Introducing Headless Terminal (ht) - making terminals easy for LLMs to use.

I’ve been using LLM agents for coding, and needed something like a headless browser but for terminals. So I teamed up with @sickill (creator of asciinema) to build ht.

Headless Terminal is an open source executable that wraps and provides text screenshots of a terminal.

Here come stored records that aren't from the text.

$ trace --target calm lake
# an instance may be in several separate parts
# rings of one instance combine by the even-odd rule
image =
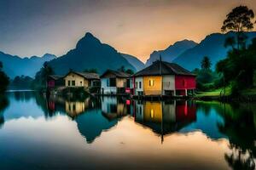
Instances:
[[[255,104],[35,92],[0,102],[0,169],[255,169]]]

Terminals are one of the oldest and most prolific UI frameworks in all of computing. And they are stateful so, for example, when you use an editor in your terminal, the terminal has to manage state about the cursor location. Without ht, an agent struggles to manage this state directly. With ht, an agent can just observe the terminal like a human does.

How ht works:

  • The ht binary wraps an arbitrary other binary (e.g. bash, vim, etc.) with a VT100 style terminal interface.
  • By default, ht starts bash, but you can override it to wrap any binary (e.g., ht nano)
  • Communication with ht is performed via stdin, stdout and stderr.
  • ht uses simple JSON-based protocol for sending input to its stdin and fetching screenshots of the terminal.
    • Input is sent as a JSON object in the form { “type”: “input”, “payload”: “ls\r” }
    • The agent can “look at” the terminal, i.e., grab a screenshot, by sending the following to JSON object: { “type”: “getView” }
  • Diagnostic messages (notices, errors) are printed to stderr.

ht is Apache licensed, built in rust, and works on MacOS and Linux.